Is evolution a theory in crisis, as some have argued? One commentator believes that it won’t be too long until the “evolution bubble is about to pop” (1). However, the informed scientist would fully disagree. It is true that scientists debate and argue about the specifics of the theory, after all, that is how science works. However, the general framework of evolutionary theory which includes the common descent of all species is overwhelmingly supported by scientists and does not give the impression of “popping” any time soon. An overwhelming 98% of the members of AAAS accept human evolution. Although, as it has been pointed out, there is much debate over Darwinism it does not follow that evolution is therefore a theory in crisis. That is only rhetoric on the part of anti-evolutionists. Biologos, a Christian based evolutionary think tank, explains that “There is very little debate in the scientific community about this broad characterization of evolution.” Anyone who says anything different is “either uninformed or deliberately trying to mislead.” This is because “the observational evidence explained by common ancestry is overwhelming.
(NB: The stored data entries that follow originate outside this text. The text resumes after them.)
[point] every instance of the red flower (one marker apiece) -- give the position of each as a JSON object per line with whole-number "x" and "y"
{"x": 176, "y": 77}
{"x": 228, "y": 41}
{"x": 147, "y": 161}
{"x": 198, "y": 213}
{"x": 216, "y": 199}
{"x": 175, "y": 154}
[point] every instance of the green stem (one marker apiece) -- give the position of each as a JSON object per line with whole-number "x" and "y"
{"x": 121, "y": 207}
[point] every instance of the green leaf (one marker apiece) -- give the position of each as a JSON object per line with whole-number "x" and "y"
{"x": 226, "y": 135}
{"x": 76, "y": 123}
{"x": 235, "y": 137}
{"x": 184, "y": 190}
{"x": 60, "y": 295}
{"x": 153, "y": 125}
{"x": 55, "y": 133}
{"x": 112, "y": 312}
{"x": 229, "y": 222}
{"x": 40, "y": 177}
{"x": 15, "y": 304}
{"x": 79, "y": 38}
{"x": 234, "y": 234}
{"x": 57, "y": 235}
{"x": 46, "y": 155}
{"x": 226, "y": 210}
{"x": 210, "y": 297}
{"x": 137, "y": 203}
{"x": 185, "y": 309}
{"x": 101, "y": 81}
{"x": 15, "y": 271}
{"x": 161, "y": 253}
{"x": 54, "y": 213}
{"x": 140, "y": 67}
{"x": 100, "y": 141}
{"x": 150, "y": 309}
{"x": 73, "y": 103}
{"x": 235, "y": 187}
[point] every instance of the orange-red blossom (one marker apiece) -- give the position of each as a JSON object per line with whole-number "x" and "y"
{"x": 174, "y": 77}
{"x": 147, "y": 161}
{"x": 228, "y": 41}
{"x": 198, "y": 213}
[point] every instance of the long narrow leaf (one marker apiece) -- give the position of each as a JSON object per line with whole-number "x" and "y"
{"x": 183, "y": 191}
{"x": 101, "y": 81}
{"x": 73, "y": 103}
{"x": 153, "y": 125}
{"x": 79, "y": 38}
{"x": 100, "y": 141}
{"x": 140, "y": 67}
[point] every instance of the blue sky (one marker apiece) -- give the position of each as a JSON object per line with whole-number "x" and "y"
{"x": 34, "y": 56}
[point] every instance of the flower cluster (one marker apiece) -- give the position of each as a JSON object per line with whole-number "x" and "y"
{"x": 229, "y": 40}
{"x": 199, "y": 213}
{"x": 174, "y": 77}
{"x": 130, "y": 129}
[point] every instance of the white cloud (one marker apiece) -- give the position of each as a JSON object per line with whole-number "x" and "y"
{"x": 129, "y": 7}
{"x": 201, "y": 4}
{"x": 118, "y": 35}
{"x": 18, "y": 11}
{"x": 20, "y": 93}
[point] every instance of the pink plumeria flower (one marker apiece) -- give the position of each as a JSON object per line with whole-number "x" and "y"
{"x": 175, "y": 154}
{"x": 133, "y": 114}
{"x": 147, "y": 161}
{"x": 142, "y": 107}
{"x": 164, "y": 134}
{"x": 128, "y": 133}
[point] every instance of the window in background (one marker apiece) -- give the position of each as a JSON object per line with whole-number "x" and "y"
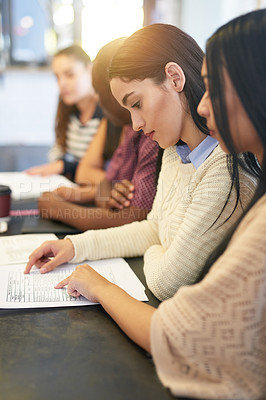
{"x": 29, "y": 25}
{"x": 105, "y": 20}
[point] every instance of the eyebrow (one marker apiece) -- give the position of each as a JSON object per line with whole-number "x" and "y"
{"x": 124, "y": 100}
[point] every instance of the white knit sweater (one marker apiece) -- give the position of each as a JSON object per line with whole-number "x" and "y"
{"x": 177, "y": 236}
{"x": 209, "y": 341}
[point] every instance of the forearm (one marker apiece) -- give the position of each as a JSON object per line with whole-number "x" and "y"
{"x": 133, "y": 316}
{"x": 85, "y": 218}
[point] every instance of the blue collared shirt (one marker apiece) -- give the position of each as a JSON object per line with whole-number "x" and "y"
{"x": 199, "y": 154}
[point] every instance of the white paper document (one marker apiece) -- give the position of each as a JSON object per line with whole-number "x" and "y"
{"x": 15, "y": 249}
{"x": 26, "y": 186}
{"x": 36, "y": 290}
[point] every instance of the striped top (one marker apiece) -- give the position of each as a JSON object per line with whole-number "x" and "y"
{"x": 182, "y": 228}
{"x": 78, "y": 137}
{"x": 135, "y": 159}
{"x": 208, "y": 341}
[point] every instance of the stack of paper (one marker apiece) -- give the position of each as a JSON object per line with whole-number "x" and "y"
{"x": 36, "y": 290}
{"x": 26, "y": 186}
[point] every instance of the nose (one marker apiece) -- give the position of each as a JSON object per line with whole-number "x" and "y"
{"x": 137, "y": 122}
{"x": 203, "y": 107}
{"x": 61, "y": 83}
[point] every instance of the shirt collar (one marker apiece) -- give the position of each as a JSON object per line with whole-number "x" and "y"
{"x": 199, "y": 154}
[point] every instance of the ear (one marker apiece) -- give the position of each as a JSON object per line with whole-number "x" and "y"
{"x": 176, "y": 74}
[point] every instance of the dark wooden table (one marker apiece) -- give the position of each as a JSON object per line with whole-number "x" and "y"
{"x": 72, "y": 353}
Of course new data causes scientists to adjust some of the specifics (like how long ago species diverged, or which species are most closely related), but this core view is overwhelmingly supported and agreed upon by the vast majority of scientists in the field” (2). Some of this debate is on the extent to which variation is explained by random genetic mutations, and how important other selection mechanisms are beyond reproductive fitness. Scientists likewise have different opinions on how natural selection works.
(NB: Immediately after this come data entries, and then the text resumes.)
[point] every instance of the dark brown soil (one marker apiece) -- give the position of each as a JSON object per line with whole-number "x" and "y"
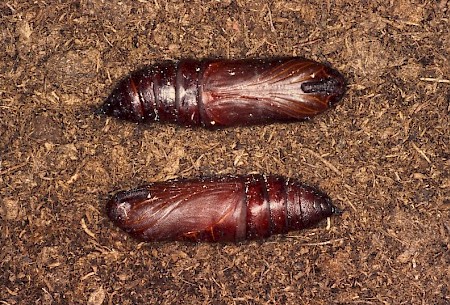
{"x": 383, "y": 154}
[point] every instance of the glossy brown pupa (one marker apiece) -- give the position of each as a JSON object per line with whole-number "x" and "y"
{"x": 218, "y": 209}
{"x": 216, "y": 93}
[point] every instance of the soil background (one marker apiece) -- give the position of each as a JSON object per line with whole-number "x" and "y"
{"x": 382, "y": 153}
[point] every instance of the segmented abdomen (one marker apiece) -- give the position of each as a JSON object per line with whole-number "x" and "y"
{"x": 222, "y": 93}
{"x": 218, "y": 209}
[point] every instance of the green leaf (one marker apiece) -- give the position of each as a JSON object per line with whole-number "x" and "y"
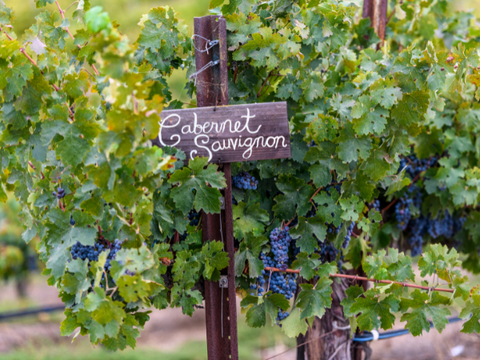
{"x": 422, "y": 307}
{"x": 471, "y": 311}
{"x": 357, "y": 251}
{"x": 295, "y": 198}
{"x": 294, "y": 325}
{"x": 350, "y": 147}
{"x": 309, "y": 232}
{"x": 248, "y": 219}
{"x": 375, "y": 313}
{"x": 215, "y": 3}
{"x": 411, "y": 108}
{"x": 97, "y": 20}
{"x": 313, "y": 300}
{"x": 214, "y": 258}
{"x": 196, "y": 177}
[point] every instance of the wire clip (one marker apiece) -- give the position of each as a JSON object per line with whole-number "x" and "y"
{"x": 208, "y": 43}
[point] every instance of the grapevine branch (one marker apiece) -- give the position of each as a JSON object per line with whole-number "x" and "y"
{"x": 354, "y": 277}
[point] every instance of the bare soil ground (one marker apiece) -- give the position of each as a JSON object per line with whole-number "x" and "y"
{"x": 170, "y": 329}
But what about the charge that evolution is only a theory? This line would seem to suggest that evolution is just an idea, some wishy washy concept that scientists uncritically accept. It is true that evolution is a theory, just as gravity and the Big Bang are theories. However, in scientific circles a theory is very different from that of an idea. Once an idea, or hypothesis, has been formulated it is then tested to see if it can stand up to scrutiny. If it doesn’t stand up to scrutiny then it is rejected, whereas scientific ideas that hold up under scrutiny become theories. Thus a theory, which is a conceptual framework, is supported by persuasive evidence that wide explanatory power. Biologos explains this well: “In non-scientific contexts, “theory” usually means something like a guess (e.g., I have a theory about…). But in its scientific sense, a theory is a tested and well-confirmed explanation for a set of observations. The observations explained by the theory of evolution come primarily from the fossil record, comparative morphology, biogeography, and now most importantly, genetics. Evolution does not attempt to give a scientific explanation for the origin of life, but only for the development and diversification of lifeforms after the first life began” (3).
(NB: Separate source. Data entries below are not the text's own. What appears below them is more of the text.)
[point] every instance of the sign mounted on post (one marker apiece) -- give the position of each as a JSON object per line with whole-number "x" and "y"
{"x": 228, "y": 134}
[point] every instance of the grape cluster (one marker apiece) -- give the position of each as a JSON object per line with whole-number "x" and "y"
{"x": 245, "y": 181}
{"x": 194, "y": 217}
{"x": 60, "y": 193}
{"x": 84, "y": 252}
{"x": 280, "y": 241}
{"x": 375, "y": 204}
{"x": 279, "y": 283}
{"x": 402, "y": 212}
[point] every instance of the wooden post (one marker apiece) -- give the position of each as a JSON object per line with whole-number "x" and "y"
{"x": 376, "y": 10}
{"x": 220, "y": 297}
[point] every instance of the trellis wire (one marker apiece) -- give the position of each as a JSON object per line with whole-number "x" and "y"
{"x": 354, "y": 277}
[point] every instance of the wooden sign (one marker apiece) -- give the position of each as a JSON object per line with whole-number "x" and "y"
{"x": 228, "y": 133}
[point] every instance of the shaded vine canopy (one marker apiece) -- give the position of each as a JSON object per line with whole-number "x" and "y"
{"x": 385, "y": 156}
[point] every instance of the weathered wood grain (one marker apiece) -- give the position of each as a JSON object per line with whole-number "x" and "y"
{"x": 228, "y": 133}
Yet, how have Christians responded to evolutionary theory? Many remain skeptical mainly out of commitment to their theological beliefs, though others will also cite alleged scientific evidence they deem opposes evolution as an explanation. Others Christians do not see any conflict, for example Biologos affirms that “the diversity and interrelation of all life on earth are best explained by the God-ordained process of evolution with common descent. Thus, evolution is not in opposition to God, but a means by which God providentially achieves his purposes. Therefore, we reject ideologies that claim that evolution is a purposeless process or that evolution replaces God” (4).


1. Luskin, C. 2014. What to Expect When the Evolution Bubble Is About to Pop. Available.

2. Biologos. What is Evolution? Available.

3. Biologos. Ibid.

4. Biologos. What We Believe. Available.